Discovering the Other

I think more than anything else this class has impressed upon me the difficulty of truly discovering the other. Todorov’s Conquest of America has captured this theme, which prevails throughout the books we have read. Discovering the other is not merely meeting face to face, it is really getting under the others’ skin and understanding their own distinct logic and perspective. As Jackie writes, for true discovery there must be that “unique ability of both characters to see things from a different perspective… (and) maybe they can never completely relate to the practices of the aliens, but they have an understanding of why things are done that way.”

What appears to us as irrational behavior actually follows its own logic, it just may come from a place so different from our own cultural standpoint. There are so many opportunities for miscommunication and failure to understand. In each of the books we have read the characters in some manner fall prey to these misunderstandings.

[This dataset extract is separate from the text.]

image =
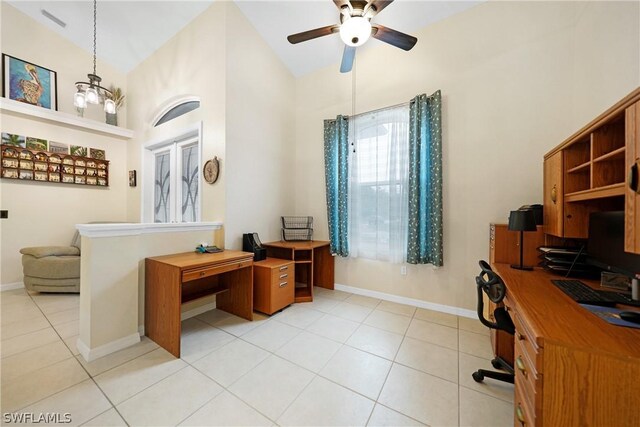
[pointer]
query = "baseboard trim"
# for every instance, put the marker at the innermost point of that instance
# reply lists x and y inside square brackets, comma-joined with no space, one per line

At the end of his book, Todorov suggests that the ability to “get into someone else’s head” to grasp the others’ distinct logic and cultural experience is a form of maturity and evolutionary growth. He writes, “for the newborn child his world is the world, and growth is an apprenticeship in exteriority and sociality,” (247). He mourns the fact that it is possible to “live our lives without ever achieving a full discovery of the other” (247) since identification of the other moves from seeing the “other-as-subject,” such as Marjorie viewing the Foxen as animals, “to the other as subject, equal to the I but different from it,” as Marjorie eventually observes the Foxen as equal yet different intelligent life (247).

Each of the characters in the books we read has gone through or is stuck in this process. Those that never come to an understanding of the other as equal yet different were not able to lose their own cultural framework for however brief a moment and step into the others’, thus perpetually “Misreading the facts” (247) as a result of their cultural biases.